For counties in the eastern coastal provinces or those near major cities, having already established infrastructure and service institutions, the next stage is “rural governance.” Apart from adhering to the CPC’s directives on promoting rural revitalization, developing rural culture, constructing safe rural areas, and improving customs, it requires the introduction of more professionals with governance expertise into the rural comprehensive revitalization work. The document indicates the implementation of a “Rural Revitalization Talent Support Plan,” emphasizing the need to enhance local talent cultivation, guide various urban professional and technical talents to serve in rural areas, and comprehensively improve the overall quality of farmers, promoting harmonious urban-rural integration and common prosperity.
Other Highlights
The 2024 document also addresses the unfair regional development issues in agricultural production and proposes a compensation mechanism for major grain-producing areas. Pilot programs will be implemented in five major grain-producing provinces: Inner Mongolia, Jilin, Heilongjiang, Anhui, and Henan. Considering factors such as grain production, distribution, and consumption in both major producing and consuming areas, financial support will be provided from the latter to the former, promoting horizontal compensation and expanding collaboration in industries, talents, and technological services to prevent losses in major grain-producing areas.

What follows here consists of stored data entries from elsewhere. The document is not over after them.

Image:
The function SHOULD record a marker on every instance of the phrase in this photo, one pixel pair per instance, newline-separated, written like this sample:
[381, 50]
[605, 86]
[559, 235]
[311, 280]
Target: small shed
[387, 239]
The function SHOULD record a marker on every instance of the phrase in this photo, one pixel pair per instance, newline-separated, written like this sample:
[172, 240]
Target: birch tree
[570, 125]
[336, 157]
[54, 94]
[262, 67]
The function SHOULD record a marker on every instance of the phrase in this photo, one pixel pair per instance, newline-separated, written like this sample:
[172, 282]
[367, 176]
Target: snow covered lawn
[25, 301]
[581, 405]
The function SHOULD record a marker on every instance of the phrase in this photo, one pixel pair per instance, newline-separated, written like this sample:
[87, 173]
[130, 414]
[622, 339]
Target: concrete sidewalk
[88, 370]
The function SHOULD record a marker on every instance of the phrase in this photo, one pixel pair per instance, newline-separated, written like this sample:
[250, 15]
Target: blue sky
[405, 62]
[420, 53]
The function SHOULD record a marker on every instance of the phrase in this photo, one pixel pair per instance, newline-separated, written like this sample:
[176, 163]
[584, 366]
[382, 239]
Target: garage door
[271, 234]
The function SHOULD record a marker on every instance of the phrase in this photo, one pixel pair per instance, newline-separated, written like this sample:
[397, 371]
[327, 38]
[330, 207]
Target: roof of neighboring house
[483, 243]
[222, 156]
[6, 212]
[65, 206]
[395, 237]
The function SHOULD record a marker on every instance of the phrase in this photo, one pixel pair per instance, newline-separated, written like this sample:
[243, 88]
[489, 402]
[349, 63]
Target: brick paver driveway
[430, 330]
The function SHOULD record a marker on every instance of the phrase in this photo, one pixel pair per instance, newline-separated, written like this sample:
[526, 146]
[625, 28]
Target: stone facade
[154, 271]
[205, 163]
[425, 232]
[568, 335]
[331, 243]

The key focus of promoting agricultural and rural work is to increase farmers’ income. To achieve this, subsidies for production materials will be linked and adjusted, efforts to prevent wage arrears for rural workers will be strengthened, support will be provided for the employment of older farmers, and measures to enhance farmers’ property rights will be implemented. The document emphasizes the need to develop a comprehensive rural elderly care service system, encouraging the construction of regional elderly care service centers tailored to local conditions, and promoting initiatives such as elderly meal assistance and mutual aid services.
Conclusion
The 2024 ” No. 1 Central Document” not only outlines a clear roadmap for rural comprehensive revitalization but also establishes “favorable” and “effective” KPI indicators. Whether the expected outcomes will materialize requires time for observation and validation. However, in the current challenging urban employment environment, the CCP’s promotion of the county-level rural comprehensive revitalization roadmap should attract some migrant workers returning from cities, addressing issues related to foreign capital withdrawal, private enterprise downturns, and the unemployment of young people in urban areas. The successful guidance of various professional and technical talents from cities to serve in rural areas remains a focal point for future attention.